A hora da passagem deste mundo para o Pai

Morrer, na realidade, faz parte do viver, e isto não só no fim, mas, considerando bem, em cada momento. Mas, apesar de todas as distracções a perda de uma pessoa querida leva-nos a redescobrir o “problema”, fazendo-nos sentir a morte como uma presença radicalmente hostil e contrária à nossa vocação natural para a vida e para a felicidade.

Jesus revolucionou o sentido da morte. Fê-lo com o seu ensinamento, mas sobretudo enfrentando Ele próprio a morte. “Ao morrer, destruiu a morte”, repete a Liturgia no tempo pascal. “Com um Espírito que não podia morrer escreve um Padre da Igreja Cristo matou a morte que matava o homem” (Melitone di Sardi, Sulla Pasqua, 66). O Filho de Deus quis desta forma, partilhar até ao fim a nossa condição humana, para a reabrir à esperança. Em última análise, Ele nasceu para poder morrer, e assim, nos libertar da escravidão da morte. Diz a Carta aos Hebreus: experimentou “a morte em favor de todos” (Hb 2, 9). Desde então, a morte já não é a mesma: foi privada, por assim dizer, do seu “veneno”. O amor de Deus, actuante em Jesus, deu de facto um sentido novo a toda a existência do homem, e assim transformou também o morrer. Se em Cristo a vida humana é “passagem deste mundo para o Pai” (Jo 13, 1), a hora da morte é o momento no qual isto se realiza de maneira concreta e definitiva. Quem se compromete a viver como Ele, é libertado pelo receio da morte, que já não mostra o escárnio de uma inimiga mas, como escreve São Francisco no Cântico das criaturas, o rosto amigo de uma “irmã”, pela qual se pode também bendizer ao Senhor:”Louvado sejas, ó meu Senhor, pela nossa irmã morte corporal”.

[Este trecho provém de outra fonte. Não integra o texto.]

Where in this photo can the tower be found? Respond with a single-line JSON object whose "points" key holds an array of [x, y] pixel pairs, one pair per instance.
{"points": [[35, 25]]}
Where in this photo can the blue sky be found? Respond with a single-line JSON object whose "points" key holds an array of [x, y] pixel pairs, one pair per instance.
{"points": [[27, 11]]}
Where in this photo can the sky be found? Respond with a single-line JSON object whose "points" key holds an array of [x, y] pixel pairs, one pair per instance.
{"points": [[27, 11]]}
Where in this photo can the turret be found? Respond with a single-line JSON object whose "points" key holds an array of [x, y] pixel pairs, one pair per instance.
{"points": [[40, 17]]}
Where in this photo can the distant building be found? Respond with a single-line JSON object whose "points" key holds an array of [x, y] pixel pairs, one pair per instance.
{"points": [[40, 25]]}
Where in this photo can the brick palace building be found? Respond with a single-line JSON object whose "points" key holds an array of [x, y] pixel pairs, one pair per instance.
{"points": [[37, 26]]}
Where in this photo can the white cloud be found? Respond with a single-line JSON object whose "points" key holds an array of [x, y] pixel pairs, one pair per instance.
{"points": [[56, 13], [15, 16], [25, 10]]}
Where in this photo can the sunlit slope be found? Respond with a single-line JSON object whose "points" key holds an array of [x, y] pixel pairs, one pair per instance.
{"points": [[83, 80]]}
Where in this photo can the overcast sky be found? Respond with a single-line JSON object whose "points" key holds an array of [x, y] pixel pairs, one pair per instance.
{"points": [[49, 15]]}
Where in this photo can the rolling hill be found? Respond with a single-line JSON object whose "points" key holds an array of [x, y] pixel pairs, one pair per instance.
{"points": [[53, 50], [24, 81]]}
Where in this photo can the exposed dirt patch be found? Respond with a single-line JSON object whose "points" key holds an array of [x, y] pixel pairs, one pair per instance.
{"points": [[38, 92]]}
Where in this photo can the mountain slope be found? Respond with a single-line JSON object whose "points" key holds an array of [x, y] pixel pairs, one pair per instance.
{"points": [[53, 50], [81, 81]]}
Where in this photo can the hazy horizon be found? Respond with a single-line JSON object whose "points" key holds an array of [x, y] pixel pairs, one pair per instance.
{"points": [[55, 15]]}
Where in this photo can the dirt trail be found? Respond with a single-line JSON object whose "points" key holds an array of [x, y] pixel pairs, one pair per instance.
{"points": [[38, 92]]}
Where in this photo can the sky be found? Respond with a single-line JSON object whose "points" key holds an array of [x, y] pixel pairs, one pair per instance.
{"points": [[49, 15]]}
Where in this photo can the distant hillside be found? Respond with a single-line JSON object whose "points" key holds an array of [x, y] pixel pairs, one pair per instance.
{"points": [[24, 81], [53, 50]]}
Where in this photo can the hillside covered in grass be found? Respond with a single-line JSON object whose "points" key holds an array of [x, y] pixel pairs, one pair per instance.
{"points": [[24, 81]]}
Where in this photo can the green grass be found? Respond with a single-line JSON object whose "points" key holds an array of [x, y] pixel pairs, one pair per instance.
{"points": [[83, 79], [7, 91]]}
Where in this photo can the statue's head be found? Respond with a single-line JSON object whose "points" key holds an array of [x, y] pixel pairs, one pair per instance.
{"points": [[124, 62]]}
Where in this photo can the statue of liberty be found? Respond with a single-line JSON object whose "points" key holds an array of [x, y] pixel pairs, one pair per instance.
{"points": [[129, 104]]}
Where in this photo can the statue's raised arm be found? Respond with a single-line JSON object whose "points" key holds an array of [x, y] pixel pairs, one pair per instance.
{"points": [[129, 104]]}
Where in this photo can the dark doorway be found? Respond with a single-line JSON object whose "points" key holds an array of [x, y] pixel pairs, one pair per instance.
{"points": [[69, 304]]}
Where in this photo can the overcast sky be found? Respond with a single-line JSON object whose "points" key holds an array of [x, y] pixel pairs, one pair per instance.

Não devemos recear a morte corporal, recorda-nos a fé, quer vivamos, quer morramos, somos do Senhor. E com São Paulo sabemos, mesmo separados do corpo, somos com Cristo, cujo corpo ressuscitado, que recebemos na Eucaristia, é a nossa habitação eterna e indiscutível. A verdadeira morte, que é preciso temer, é a da alma, que o Apocalipse chama “segunda morte” (cf. Ap 20, 14-15; 21, 8). De facto, quem morre em pecado mortal, sem arrependimento, fechado na recusa orgulhosa do amor de Deus, auto-exclui-se do reino da vida.